So what finally made you turn your life around and stop being fat? What was your wake up call?
So what finally made you turn your life around and stop being fat? What was your wake up call?
Being in a very ghetto high school
when my dick shrunk down to 9 inches
Not wanting to buy a new set of pants. Also my dad wouldn't shut up about me getting fatter. Now its about seeing how strong i can get
I thoufht im not getting laid because Im fat, 9 years later, still not getting laid.
I'm not sure. Most people around me think it's because of my break up but I started lifting 2 months before then, it's only just recently become apparent. I actually just saw her today, she brought up how good I look and how much my appearance had improved multiple times. Feels good brah.
Did she get fatter?
Anger
Rage
People telling me I got fat didn't do it. Having to buy new clothes didn't do it. Sweating taking a flight ofnstairs didn't do it. 18 months dry spell didn't do it.
I saw myself turning into a man I did not want to become.

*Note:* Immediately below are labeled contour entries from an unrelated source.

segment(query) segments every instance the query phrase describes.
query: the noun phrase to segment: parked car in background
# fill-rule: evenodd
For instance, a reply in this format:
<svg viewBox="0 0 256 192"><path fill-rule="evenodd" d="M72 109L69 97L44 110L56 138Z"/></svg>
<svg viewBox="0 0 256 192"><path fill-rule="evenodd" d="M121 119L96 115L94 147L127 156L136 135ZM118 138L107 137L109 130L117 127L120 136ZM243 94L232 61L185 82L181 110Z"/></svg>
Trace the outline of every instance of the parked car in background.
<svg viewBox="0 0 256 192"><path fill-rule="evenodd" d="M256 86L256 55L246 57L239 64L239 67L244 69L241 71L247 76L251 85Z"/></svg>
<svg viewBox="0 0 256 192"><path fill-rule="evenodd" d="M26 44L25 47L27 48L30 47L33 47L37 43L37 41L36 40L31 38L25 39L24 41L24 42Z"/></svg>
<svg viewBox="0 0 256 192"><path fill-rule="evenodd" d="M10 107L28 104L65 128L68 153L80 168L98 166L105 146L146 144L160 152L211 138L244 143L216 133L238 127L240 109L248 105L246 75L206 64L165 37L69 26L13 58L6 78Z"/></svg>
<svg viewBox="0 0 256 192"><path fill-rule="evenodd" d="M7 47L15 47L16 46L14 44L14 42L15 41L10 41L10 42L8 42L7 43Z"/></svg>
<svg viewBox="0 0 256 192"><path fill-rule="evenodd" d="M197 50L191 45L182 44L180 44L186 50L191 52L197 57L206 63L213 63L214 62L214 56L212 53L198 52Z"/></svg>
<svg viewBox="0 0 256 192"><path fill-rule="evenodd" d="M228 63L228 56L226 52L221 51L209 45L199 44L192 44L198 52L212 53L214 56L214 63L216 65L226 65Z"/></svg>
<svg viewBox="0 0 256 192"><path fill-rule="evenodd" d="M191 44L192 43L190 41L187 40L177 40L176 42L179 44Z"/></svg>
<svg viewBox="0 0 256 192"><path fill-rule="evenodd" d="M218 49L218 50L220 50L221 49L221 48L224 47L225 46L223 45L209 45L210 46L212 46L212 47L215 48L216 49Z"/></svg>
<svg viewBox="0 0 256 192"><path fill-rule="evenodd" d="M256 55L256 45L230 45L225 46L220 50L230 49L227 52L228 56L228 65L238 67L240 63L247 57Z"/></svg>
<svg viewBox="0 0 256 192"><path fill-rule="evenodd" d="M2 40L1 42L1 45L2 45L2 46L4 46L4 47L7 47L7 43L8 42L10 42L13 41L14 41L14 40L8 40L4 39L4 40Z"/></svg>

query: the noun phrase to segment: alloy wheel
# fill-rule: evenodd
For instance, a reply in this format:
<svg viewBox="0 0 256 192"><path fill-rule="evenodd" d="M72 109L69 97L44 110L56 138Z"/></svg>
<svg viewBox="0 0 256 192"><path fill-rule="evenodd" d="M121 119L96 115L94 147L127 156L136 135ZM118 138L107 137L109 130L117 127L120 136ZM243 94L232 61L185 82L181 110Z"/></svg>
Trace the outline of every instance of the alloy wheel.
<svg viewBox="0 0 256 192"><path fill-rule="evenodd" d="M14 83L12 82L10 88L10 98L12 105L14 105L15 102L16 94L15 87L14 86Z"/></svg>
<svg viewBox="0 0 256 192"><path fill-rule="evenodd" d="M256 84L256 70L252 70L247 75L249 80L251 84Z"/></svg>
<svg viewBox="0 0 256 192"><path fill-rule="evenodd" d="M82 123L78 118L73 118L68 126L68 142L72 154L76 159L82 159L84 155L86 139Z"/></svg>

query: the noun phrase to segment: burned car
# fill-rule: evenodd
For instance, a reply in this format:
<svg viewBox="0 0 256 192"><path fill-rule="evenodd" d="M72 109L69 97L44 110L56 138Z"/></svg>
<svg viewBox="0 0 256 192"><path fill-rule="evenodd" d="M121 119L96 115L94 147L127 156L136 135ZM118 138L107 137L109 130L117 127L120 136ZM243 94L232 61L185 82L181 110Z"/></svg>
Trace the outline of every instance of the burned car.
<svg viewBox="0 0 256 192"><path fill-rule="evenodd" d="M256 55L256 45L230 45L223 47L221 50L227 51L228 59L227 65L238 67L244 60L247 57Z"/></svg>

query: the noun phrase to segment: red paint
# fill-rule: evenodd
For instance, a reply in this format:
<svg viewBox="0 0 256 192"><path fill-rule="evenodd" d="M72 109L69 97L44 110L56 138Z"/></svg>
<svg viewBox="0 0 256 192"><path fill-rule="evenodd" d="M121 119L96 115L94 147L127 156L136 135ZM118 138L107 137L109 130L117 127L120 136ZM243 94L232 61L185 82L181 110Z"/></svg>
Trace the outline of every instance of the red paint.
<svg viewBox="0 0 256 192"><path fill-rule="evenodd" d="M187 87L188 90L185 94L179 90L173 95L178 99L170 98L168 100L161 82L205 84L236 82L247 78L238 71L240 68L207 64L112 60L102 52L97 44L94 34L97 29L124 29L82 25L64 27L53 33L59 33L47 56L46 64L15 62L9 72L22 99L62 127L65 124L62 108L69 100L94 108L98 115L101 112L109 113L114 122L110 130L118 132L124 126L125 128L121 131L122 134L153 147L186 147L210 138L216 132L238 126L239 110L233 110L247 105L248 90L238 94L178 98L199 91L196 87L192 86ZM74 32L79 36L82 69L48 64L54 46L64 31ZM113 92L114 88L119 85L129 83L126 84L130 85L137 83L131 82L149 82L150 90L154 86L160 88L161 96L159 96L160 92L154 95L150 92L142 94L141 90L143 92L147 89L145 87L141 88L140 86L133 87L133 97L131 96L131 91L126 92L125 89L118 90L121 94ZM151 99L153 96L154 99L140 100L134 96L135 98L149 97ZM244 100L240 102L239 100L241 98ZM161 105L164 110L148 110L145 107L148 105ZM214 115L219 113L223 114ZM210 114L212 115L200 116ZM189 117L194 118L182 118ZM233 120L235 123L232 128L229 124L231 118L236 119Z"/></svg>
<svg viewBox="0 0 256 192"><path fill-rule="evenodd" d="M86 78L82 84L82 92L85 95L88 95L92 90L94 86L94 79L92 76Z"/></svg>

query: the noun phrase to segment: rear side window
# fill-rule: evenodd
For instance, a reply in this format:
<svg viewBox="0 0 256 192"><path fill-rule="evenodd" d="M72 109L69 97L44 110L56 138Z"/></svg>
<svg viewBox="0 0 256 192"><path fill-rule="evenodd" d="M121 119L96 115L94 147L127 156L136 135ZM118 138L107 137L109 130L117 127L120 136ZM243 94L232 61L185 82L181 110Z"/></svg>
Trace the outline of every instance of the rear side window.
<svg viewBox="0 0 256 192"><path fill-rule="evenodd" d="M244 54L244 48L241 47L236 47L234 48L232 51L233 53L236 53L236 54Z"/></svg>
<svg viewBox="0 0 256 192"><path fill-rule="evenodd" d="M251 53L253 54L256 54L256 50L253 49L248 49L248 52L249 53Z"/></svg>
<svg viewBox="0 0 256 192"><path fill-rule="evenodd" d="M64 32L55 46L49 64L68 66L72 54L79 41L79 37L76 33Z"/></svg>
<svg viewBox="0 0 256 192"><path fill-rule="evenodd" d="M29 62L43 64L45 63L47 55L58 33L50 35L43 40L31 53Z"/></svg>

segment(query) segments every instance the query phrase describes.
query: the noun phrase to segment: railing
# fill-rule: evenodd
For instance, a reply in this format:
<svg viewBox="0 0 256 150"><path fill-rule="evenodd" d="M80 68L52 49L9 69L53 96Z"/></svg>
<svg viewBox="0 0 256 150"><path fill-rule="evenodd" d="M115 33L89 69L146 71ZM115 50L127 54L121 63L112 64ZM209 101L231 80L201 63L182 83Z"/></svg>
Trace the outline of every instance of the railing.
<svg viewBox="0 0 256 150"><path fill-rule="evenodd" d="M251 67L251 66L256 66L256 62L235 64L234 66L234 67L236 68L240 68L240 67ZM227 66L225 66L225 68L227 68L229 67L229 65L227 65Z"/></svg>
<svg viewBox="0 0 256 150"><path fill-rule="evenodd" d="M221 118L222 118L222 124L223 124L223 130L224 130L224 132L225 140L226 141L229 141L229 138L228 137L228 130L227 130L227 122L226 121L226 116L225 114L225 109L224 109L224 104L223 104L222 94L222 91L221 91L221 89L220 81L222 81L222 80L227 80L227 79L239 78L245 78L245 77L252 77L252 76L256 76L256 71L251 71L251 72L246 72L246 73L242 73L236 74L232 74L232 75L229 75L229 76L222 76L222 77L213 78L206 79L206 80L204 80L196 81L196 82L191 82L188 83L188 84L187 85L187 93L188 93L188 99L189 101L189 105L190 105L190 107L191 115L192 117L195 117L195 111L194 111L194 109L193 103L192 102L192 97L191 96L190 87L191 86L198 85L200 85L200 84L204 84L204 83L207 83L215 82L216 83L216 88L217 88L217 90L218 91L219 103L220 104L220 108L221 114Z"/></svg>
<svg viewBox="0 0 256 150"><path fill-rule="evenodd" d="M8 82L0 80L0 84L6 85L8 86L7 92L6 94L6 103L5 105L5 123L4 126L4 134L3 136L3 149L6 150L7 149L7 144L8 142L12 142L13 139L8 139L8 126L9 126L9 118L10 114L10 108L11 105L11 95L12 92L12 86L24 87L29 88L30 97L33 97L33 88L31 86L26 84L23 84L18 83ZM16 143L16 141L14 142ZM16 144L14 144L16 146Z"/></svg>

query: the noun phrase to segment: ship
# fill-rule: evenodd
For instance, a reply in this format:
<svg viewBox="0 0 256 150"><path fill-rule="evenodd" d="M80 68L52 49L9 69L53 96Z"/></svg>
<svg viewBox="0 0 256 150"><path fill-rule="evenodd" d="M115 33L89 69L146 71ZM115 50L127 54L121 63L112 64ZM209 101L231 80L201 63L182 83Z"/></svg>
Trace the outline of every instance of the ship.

My child was miscarried and my girlfriend left me.
After that it was just spite at existence.
Nowdays that I've gotten the philosophical aspect out of the way I do it because it feels good.
Broke up with a girl, thought it was either lose weight or be an incel.
Lost weight. Long story short, it worked better than expected.
Mid 30's and watching people around my age start to fall the fuck apart.
I know that pain, brother. The loss of an unborn child is one of the most terrible feelings there is. My wife lost our second child when she fell into a coma, which haunts my dreams to this day.
I hope you find some peace in life and that you manage to come to terms with how things ended up. It wasn't your fault, user. Don't forget that!
i don't wanna die having never seen what my abs look like
the need to fuck a thot
Not fat but a lanklet, fell in love with a rich weeb and her family thought I was her malnourished drug dealer and shit on me plus she revealed she was an extremely talented swimmer while I am barely able to float.
I've completely lost all chance and contact with her, the cringe from last time we met pushes me harder than any playlist ever could. I will get fit and will get my shit together so if I ever win the fucking people lottery again, I actually have something to offer by then.
She looked like pic related and enjoyed the most autistic hobbies i've never shared with anyone else.
I wish to die, but since that's not possible I choose to lift.
if it's any consolation, I am in a similar situation and only now starting to turn things around (the ship has sailed with the girl though, no getting to her anymore)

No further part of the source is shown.